THOUGHTS ON PACIFISM AND PATRIOTISM FROM SETH BARRETT TILLMAN:
I want to focus on the widely shared moral intuition that the Quakers’ opposition to service in northern and southern armies was admirable. It strikes me that there are two possibilities. First, the Quaker position is seen as admirable specifically because it was religiously rooted. Or, second, it is seen in a positive light because, broadly speaking, principled pacifism is admirable, even if not religiously-rooted.
If our moral intuitions accord with the second view, if we credit the Quakers’ behaviour without regard to their religious inspiration, then why do our standard histories judge President James Buchanan and Chief Justice Taney so harshly?** Buchanan and Taney preferred the United States to go to pieces rather than maintaining it by war. They were unwilling to order or to support a war, and the deaths, which would undoubtedly follow. Yet very few today see Buchanan and Taney as heroes or as acting on moral principles akin to those of the Quakers. Why?

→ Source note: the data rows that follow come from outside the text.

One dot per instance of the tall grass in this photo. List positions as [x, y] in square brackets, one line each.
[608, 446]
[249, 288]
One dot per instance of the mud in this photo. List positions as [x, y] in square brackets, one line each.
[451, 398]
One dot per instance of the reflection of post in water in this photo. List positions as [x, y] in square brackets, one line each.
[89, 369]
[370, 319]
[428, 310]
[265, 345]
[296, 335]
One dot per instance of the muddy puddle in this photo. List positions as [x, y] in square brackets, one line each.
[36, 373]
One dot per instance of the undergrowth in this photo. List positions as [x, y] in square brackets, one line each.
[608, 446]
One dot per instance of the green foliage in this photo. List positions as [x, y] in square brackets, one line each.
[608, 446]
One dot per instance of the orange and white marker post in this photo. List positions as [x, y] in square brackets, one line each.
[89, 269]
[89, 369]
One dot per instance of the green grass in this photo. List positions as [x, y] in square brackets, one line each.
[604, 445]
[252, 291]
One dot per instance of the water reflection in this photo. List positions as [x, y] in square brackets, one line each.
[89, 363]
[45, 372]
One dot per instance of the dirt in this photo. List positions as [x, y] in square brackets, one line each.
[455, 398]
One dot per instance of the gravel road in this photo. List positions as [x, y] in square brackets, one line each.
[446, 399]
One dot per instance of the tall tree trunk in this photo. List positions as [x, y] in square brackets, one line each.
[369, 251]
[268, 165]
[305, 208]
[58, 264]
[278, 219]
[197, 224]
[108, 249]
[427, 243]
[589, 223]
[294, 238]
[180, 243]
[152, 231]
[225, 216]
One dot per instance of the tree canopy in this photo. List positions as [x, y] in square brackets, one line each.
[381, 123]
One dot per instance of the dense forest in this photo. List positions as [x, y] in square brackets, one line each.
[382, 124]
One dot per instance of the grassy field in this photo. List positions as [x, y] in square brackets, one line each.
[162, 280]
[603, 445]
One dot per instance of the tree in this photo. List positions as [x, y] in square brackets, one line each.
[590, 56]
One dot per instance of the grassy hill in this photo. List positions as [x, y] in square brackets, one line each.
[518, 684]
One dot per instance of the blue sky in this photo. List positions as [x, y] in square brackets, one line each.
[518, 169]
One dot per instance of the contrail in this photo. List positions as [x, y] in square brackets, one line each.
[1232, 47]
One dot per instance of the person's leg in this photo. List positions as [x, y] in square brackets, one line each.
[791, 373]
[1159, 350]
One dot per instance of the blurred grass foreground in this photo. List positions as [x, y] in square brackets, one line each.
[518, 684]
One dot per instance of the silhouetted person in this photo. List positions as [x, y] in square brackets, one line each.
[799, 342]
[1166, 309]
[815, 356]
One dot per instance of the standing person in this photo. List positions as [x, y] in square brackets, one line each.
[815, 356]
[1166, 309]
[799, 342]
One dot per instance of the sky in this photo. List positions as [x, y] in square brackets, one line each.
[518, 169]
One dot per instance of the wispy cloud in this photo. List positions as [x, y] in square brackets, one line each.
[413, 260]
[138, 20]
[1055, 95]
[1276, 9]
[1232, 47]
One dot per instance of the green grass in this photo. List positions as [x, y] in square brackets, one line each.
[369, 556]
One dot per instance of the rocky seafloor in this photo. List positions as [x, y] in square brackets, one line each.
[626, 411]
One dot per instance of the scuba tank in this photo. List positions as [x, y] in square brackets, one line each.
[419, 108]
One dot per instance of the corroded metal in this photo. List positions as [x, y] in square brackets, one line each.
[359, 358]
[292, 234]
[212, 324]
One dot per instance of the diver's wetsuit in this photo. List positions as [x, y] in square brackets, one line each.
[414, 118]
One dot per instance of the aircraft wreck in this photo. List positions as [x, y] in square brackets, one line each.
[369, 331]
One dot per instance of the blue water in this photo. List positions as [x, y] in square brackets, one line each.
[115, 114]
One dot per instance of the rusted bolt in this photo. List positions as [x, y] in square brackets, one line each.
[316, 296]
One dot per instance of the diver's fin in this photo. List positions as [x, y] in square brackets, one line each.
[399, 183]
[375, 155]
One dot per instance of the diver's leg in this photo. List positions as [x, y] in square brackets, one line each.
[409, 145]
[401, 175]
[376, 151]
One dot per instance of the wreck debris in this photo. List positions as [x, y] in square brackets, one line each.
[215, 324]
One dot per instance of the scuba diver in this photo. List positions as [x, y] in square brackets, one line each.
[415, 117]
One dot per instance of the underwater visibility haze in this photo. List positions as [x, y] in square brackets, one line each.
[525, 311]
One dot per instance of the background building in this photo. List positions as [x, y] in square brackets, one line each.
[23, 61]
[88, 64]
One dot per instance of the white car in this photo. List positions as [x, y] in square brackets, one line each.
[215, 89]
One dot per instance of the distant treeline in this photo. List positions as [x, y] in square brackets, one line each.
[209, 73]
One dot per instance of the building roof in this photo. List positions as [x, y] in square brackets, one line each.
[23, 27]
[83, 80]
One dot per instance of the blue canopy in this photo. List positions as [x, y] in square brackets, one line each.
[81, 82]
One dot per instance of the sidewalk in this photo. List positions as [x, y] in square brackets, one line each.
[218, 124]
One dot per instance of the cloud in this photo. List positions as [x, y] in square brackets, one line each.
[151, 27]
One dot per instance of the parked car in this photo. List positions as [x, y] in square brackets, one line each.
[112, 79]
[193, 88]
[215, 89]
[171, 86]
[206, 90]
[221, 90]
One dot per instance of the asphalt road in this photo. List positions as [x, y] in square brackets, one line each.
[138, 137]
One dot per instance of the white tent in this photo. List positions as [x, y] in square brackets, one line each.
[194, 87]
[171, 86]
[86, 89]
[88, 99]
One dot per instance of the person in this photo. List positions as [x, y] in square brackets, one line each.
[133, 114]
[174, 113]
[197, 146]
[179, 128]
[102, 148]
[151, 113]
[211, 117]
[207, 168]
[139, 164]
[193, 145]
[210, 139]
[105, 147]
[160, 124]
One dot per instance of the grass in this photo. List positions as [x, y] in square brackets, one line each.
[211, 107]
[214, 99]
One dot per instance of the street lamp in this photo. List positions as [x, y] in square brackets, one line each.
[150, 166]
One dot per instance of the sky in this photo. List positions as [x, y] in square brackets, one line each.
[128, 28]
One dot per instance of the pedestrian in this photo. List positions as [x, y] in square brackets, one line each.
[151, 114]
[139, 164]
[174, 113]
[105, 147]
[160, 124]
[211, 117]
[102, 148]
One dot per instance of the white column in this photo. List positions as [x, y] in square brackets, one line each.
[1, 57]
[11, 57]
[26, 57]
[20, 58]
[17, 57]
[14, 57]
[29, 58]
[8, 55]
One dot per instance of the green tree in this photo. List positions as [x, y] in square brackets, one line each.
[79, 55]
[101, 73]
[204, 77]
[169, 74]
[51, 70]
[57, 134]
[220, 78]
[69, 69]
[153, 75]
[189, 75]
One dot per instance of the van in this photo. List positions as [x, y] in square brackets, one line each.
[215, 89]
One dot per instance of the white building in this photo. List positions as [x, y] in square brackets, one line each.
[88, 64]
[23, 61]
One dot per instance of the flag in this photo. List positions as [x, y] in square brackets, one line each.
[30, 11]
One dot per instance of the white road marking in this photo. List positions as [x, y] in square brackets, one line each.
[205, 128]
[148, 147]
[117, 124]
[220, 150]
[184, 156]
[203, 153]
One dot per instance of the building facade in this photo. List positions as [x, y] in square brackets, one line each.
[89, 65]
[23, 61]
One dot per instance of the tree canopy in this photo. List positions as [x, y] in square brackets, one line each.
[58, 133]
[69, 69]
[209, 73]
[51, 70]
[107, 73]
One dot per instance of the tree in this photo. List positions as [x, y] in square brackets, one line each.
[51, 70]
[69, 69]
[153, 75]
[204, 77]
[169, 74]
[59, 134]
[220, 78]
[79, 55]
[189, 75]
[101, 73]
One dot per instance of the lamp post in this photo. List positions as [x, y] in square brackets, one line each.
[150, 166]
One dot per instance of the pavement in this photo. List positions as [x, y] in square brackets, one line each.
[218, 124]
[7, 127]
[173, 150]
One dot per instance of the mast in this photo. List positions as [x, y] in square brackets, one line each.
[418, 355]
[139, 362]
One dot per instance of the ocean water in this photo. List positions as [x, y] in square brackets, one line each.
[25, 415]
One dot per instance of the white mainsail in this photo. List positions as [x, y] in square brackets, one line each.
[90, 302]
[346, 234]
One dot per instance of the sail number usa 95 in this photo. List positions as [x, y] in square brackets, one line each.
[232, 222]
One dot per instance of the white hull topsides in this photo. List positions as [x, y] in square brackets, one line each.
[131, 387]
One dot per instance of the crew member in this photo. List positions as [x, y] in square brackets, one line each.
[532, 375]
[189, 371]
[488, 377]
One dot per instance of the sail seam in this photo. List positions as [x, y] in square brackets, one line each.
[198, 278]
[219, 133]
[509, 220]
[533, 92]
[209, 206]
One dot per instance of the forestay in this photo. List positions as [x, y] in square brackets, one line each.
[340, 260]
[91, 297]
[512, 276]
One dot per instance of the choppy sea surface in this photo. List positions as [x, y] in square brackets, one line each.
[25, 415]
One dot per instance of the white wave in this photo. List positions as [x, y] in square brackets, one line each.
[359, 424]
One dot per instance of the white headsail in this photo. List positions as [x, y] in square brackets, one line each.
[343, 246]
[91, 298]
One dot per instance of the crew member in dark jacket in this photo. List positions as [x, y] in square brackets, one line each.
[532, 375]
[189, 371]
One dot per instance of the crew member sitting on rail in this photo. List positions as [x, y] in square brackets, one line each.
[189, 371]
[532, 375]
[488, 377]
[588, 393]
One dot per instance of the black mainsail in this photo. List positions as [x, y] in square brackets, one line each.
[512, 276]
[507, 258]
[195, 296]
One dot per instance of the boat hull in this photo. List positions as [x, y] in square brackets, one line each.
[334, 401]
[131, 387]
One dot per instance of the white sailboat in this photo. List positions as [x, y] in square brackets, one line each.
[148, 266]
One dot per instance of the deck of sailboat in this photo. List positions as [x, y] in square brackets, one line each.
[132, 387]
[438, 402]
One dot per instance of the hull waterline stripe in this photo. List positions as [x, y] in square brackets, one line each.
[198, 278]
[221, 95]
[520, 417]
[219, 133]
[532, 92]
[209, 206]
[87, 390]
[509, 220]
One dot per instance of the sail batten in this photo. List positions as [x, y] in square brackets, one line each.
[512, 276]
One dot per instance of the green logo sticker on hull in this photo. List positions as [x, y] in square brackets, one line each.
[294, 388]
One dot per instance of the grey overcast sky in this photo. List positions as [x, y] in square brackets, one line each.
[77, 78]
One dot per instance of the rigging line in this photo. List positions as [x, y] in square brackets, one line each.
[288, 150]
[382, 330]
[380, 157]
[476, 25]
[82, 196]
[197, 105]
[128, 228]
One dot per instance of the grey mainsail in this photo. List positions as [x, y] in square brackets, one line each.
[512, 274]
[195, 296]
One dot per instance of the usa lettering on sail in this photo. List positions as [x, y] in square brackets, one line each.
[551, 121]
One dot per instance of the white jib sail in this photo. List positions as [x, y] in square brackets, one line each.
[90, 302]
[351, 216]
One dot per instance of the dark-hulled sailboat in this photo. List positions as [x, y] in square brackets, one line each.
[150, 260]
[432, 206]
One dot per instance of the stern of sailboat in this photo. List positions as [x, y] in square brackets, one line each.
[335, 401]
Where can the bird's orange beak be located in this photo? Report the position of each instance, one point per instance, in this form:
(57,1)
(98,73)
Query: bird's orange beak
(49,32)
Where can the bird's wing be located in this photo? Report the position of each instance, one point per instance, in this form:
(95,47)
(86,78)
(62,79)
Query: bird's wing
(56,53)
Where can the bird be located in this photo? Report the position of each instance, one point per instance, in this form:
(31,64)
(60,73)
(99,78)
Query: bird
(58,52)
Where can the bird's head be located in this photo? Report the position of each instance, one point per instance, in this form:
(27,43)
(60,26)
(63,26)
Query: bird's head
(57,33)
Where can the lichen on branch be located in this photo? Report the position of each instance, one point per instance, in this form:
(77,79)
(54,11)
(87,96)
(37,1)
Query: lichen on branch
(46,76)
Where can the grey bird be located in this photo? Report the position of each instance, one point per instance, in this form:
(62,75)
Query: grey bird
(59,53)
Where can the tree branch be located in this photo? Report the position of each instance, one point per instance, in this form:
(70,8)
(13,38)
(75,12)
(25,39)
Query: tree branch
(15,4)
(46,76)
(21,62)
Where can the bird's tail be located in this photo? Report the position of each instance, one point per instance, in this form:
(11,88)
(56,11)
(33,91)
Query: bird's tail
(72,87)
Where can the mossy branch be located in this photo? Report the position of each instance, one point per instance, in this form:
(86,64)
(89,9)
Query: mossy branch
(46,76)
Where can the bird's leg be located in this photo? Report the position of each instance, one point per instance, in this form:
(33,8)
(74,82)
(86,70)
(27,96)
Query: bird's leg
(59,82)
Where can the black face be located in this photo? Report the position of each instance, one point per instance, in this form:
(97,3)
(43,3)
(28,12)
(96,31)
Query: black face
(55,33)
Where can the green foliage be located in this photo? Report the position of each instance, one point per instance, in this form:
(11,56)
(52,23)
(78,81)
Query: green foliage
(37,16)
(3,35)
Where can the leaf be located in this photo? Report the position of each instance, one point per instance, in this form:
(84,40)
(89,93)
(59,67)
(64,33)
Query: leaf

Perhaps, just perhaps, our society only sees pacifism as admirable if it is specifically motivated by religious scruples? Or are these two divergent moral intuitions rooted in a prudential judgment: we can only have reasonable confidence that pacifism is sincere if rooted in religious garb? In other words, secular pacifism might sometimes be real, but we suspect that it is more often than not used strategically, as opposed to sincerely. Or perhaps a third possibility: many hold divergent moral intuitions because they have not thought it all through sufficiently?
I suspect it’s that secular pacifism is often used strategically — just notice how the “antiwar movement” vanished the moment there was no longer a Republican in the White House.